Yahoo's traffic peaks after lunch and at the end of the workdays, and one of the most popular surfing times is Friday afternoon, Costello said.
“Maybe we're not quite as focused on that spreadsheet for those last three or four hours on Friday as everyone suggests,” he said. “If you've got impulse products, that might be the right time.”
He said that permission marketing is critical online.
“[Consumers] believe that the Internet is their utility, and that we're participating,” he said. “They believe that they're inviting us into their … platform. They're saying, 'If I'm going to invite you in, I'm going to make sure you're relevant while you're there.' “
He also said that building brands and driving transactions are not either/or propositions.
“I view brands as similar to banks where you make deposits and withdrawals,” he said. “The great brands, whether built one at a time through direct marketing or built through mass marketing, are brands where there have been great investments over time.

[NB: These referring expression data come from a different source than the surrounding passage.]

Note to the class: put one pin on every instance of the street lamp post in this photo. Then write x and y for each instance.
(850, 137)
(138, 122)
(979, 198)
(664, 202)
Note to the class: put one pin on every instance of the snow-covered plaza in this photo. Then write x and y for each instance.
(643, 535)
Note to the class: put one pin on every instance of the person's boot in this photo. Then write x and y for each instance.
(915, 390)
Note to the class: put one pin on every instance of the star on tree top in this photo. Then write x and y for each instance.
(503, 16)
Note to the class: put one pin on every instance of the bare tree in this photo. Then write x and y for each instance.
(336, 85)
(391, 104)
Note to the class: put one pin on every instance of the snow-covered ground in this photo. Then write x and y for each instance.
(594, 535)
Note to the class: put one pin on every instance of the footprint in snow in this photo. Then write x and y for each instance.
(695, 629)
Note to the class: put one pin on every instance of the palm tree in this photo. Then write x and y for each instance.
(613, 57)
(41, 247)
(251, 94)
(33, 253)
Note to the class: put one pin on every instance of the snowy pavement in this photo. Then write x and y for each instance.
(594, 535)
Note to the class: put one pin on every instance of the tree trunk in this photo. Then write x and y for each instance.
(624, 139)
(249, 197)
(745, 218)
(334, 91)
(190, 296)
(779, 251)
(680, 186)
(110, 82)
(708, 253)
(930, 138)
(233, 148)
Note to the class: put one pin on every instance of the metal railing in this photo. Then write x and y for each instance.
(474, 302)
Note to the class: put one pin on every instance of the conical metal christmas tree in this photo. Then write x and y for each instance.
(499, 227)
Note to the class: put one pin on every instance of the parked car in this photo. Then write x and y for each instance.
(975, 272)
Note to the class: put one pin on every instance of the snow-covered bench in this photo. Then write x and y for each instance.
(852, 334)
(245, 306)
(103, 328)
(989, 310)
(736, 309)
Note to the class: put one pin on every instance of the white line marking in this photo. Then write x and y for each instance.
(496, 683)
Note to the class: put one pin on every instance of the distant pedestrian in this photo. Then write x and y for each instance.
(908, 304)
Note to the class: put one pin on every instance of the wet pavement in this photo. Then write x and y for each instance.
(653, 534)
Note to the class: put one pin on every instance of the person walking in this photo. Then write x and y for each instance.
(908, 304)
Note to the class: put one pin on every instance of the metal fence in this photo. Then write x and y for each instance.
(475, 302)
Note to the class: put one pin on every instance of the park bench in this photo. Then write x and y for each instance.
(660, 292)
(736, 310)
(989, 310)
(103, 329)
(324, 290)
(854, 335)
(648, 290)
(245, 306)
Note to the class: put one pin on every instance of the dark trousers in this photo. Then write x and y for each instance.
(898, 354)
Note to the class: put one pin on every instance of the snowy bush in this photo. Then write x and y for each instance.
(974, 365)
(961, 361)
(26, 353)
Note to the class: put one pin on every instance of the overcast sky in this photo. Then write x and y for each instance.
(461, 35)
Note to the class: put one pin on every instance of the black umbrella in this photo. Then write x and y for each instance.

Some of the companies we've seen fail are companies where there have been too many withdrawals.”
This is especially true in direct marketing where daily contact with customers and the pressure of meeting quarterly numbers sometimes causes marketers to lose focus on the investment in the brand, he said.
“The Internet's brought impressive opportunities. But it's really brought impressive change,” he said. “As direct marketers we have an opportunity to capitalize on this change faster than anyone.”